Er überquerte den Broadway in Richtung St. James´ Park. Dort ließ er sich auf einer Bank nieder. Ihr Tod traf ihn wirklich. Hoffentlich hatte sie nicht zu sehr leiden müssen. Er hatte schon zu viele Menschen qualvoll sterben gesehen - von Schusswunden, Messerstichen verletzt. Manchmal sahen sie einen noch kurz davor mit angsterfülltem Blick an. Jury hatte gar nicht gewusst, dass sie krank gewesen war.

Er mochte sich einreden, dass er seine Cousine ohnehin selten gesehen hatte und ihr nicht sehr nahe stand und sie sich eigentlich nie so recht gemocht hatten. Das funktionierte vielleicht im Leben, im Tod funktionierte es nicht. Dr änderte wahrscheinlich sowieso alles. Irgendwie schaffte es der Tod, einem die Stützen wegzustoßen, die sorgsam aufgebauten Abwehrvorrichtungen zu zerschlagen. Zu welchen einfachen Schlussfolgerungen er im Hinblick auf Sarah auch gekommen war, sie waren ihm mittlerweile ebenso suspekt wie die Ereignisse während seiner Kindheit. Denn vielleicht hatte sie ihn gar nicht angelogen. Vielleicht war er tatsächlich noch ein Baby gewesen, als seine Mutter gestorben war, und nicht der Fünfjährige, der versucht hatte, sie aus den Trümmern ihres ausgebombten Wohnhauses zu zerren.

Wie hatte er sich bloß so irren können? Was war mit den Kindern, die er in Schuluniformen hatte zur Schule trotten sehen? Damals wäre er am liebsten mit ihnen gegangen, nicht wahr? Und was war mit Elicia Deauville? Sie musste doch im Zimmer nebenan getanzt haben. Vielleicht war es ja ein anderes Zimmer, ein anderes Nachbarhaus, zu einer anderen Zeit.

Nein. Sicher hatte Sarah sich das ausgedacht. War doch typisch für sie, oder -?

Er erhob sich von der Bank und ging auf dem Gehweg weiter, die Hände wie ein alter Mann auf dem Rücken verschränkt. Und so fühlte er sich auch. Seine Cousine war zwar älter gewesen als er, aber nicht um so viel älter, dass er sie hätte einer »anderen Generation« zuordnen können.

Hör auf, immer nur an dich zu denken, befahl er sich. Es gab schließlich noch Brendan und die Kinder, alle erwachsen außer dem Baby, dem Baby der Tochter, die unverheiratet bei ihren Eltern wohnte, wo Mutter sich um das Enkelkind gekümmert hatte, während ihr kokettes Töchterchen sich herumtrieb. Na, das musste sich ja jetzt wohl am Riemen reißen, was? Hätte es schon von vornherein tun sollen -

O Gott, diese Krittelei! Wieso hackte er eigentlich dauernd darauf herum? Doch wohl nur, um sich abzulenken und vor der Erkenntnis zu drücken, was all das zu bedeuten hatte?

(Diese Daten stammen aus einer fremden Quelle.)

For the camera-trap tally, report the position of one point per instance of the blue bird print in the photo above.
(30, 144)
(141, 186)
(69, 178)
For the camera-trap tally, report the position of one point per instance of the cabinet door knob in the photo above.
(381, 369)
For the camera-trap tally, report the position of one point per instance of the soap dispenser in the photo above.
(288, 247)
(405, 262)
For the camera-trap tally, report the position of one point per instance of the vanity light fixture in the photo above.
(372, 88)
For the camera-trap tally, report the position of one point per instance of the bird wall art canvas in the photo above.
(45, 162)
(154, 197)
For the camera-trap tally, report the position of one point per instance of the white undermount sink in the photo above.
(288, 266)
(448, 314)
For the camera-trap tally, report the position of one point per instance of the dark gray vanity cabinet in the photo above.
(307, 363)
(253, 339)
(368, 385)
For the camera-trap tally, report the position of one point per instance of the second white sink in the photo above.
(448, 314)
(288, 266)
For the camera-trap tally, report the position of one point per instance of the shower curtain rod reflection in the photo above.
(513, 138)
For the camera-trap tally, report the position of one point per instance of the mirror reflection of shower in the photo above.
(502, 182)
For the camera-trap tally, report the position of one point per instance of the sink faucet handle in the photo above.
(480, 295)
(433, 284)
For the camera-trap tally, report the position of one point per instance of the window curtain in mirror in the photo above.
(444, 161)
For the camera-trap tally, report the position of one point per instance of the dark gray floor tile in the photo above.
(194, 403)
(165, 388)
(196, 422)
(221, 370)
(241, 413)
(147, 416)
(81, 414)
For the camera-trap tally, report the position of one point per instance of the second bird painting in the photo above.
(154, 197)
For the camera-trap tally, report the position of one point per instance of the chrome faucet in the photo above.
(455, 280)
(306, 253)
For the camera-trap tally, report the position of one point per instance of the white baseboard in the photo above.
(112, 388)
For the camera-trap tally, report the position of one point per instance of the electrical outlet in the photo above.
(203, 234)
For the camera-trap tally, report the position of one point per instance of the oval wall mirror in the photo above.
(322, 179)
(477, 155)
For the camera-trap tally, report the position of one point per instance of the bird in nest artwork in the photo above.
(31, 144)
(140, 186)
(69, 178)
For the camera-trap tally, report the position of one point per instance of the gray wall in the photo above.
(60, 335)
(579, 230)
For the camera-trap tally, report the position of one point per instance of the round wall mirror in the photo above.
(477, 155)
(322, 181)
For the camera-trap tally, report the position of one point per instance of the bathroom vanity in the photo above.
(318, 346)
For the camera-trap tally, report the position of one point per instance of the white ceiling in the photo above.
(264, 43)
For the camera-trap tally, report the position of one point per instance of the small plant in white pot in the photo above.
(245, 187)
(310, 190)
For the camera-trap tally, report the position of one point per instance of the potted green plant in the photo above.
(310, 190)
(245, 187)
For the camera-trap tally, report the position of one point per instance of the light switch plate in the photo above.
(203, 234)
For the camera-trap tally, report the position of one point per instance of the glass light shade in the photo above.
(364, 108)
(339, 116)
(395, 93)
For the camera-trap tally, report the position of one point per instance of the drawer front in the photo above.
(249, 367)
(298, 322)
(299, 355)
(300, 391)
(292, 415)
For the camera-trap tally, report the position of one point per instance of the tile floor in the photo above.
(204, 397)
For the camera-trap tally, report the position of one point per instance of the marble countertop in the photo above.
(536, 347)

Das war es: Eine Leere hatte sich aufgetan, die er nicht hatte kommen sehen, und nun wusste er nicht, wie er sie füllen sollte. Und das alles wegen des Todes einer Cousine, die er gar nicht richtig gekannt hatte. Eine fordernde, verbitterte, verlogene Frau, die ihren Mitmenschen keine Freude war, und doch ... Sie war das Ende, abgesehen von ihm selbst. Sie war die Letzte gewesen, die Einzige, die seine Erinnerungen geteilt hatte, die Letzte, die teilgehabt hatte an diesem Bild von seiner Kindheit. Sie war die Letzte, bei der er nachfragen konnte, und ob sie nun log (sie würde es bloß Hänselei nennen) oder nicht, war eigentlich unerheblich.

Jury blieb stehen. Seltsam. Vielleicht war es unerheblich, weil sie die Wahrheit sehr wohl kannte. Nun kannte sie außer ihm selbst keiner mehr. Irgendwie überkam ihn plötzlich das Gefühl, die Wahrheit wäre verschwunden und hätte die Vergangenheit mitgenommen.

Er war inzwischen weitergelaufen und bis Green Park gelangt, wo er sich wieder auf eine Bank setzte. Drüben am anderen Ende lag ein Teil des Daily Express. Er zog ihn herüber und warf einen Blick auf das Datum. Zweiter März. Er schob die Zeitung beiseite, die heimischen Tagesnachrichten interessierten ihn nicht, auch nicht die königliche Familie oder David Beckham und auch nicht die Jahrhundertwende.

Er sollte zurück ins Büro gehen und Brendan anrufen. Der Arme wusste bestimmt gar nicht, wo ihm der Kopf stand. Was sollte er bloß mit dem Baby machen? Urgroßeltern gab es nicht in der Familie, jedenfalls nicht auf ihrer Seite. Vielleicht auf Brendans, vielleicht droben in County Cork.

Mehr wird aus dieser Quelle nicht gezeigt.